While questions are being raised about the identity of the perpetrators of such a daring attack and how they managed to bypass presidential security to carry out the attack, the vague political landscape has contributed to the deep turmoil gripping this Caribbean nation of 11 million people.
Although Mr Joseph – the country’s sixth prime minister in the past four years – has said he is now in charge, his power is fragile as a new prime minister was due to be sworn in this week.
Ariel Henry, who was supposed to take over the post, said Yosef was no longer prime minister and claimed the post belonged to him. The country currently has no functioning parliament, and it is not known if or when the elections scheduled for the autumn will take place.
An emergency meeting of the UN Security Council on the crisis was scheduled for Thursday afternoon.

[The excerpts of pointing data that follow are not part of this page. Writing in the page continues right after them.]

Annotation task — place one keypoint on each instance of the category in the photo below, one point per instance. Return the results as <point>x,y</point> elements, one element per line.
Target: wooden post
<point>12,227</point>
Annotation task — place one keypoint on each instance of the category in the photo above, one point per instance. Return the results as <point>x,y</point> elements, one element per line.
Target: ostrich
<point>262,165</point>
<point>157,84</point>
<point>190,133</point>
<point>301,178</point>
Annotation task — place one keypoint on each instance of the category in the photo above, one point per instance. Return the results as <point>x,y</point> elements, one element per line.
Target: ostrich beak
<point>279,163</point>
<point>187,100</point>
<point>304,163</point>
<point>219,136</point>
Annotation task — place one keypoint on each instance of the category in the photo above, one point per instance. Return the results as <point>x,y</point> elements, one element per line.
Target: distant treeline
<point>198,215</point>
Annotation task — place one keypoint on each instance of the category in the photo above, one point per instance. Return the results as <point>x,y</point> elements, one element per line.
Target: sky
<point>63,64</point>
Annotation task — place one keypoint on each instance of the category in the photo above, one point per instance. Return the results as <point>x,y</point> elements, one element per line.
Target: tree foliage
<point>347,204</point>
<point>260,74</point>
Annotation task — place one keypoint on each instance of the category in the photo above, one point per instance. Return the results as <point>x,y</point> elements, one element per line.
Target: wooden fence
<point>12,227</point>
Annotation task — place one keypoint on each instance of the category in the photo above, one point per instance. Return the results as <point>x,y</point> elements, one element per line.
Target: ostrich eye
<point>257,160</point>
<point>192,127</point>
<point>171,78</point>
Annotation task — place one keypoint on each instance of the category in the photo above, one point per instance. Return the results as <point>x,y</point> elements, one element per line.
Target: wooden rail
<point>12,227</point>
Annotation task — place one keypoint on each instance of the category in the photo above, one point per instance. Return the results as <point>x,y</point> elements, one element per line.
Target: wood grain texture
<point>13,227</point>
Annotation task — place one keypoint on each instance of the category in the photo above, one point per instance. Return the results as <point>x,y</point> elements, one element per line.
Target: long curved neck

In their statement, the Council members unanimously called on all parties to remain calm, exercise restraint and avoid any action that might contribute to further instability.
President Biden called the attack horrific and promised American help.
As rumors surfaced, some details of the attack became clearer.
Haiti’s ambassador to the United States, Bokhit Edmond, told a news conference that the assassination of the country’s president was carried out by well-trained professionals, hitmen, commandos.
Carl Henry Destin, a Haitian judge, told the Nouvelliste newspaper that the assailants posed as agents of the U.S. Drug Enforcement Administration – both U.S. and Haitian officials said they were not affiliated with the D.E.A. – when they broke into the president’s private residence on the outskirts of the capital around 1 a.m.
He said the maid and another staff member of the house were tied up by the attackers when they went to the president’s room.
According to him, the president was shot at least 12 times.
The president’s office and bedroom were ransacked, Destin said. We found him lying on his back, blue pants, white shirt stained with blood, mouth open, left eye out.
He said Mr. Moise was apparently shot with both a large-caliber weapon and a smaller 9-millimeter pistol.
The president’s wife, Martina Moise, was injured in the attack and was taken by ambulance to Ryder Trauma Center in Miami, where she was out of danger and in stable condition, according to Joseph.
Destin said the couple’s daughter, Jomarley, was also home at the time of the attack, but hid in a bedroom and came out unharmed.
Haiti’s late President Jovenel Moïse, center, with his wife Martine Moïse and interim Prime Minister Claude Joseph, right, during a ceremony in Port-au-Prince in May.
Haiti’s already turbulent political climate threatened to become even more turbulent on Thursday with a power struggle between two rival prime ministers, adding to tensions following the assassination of President Jovenel Moise.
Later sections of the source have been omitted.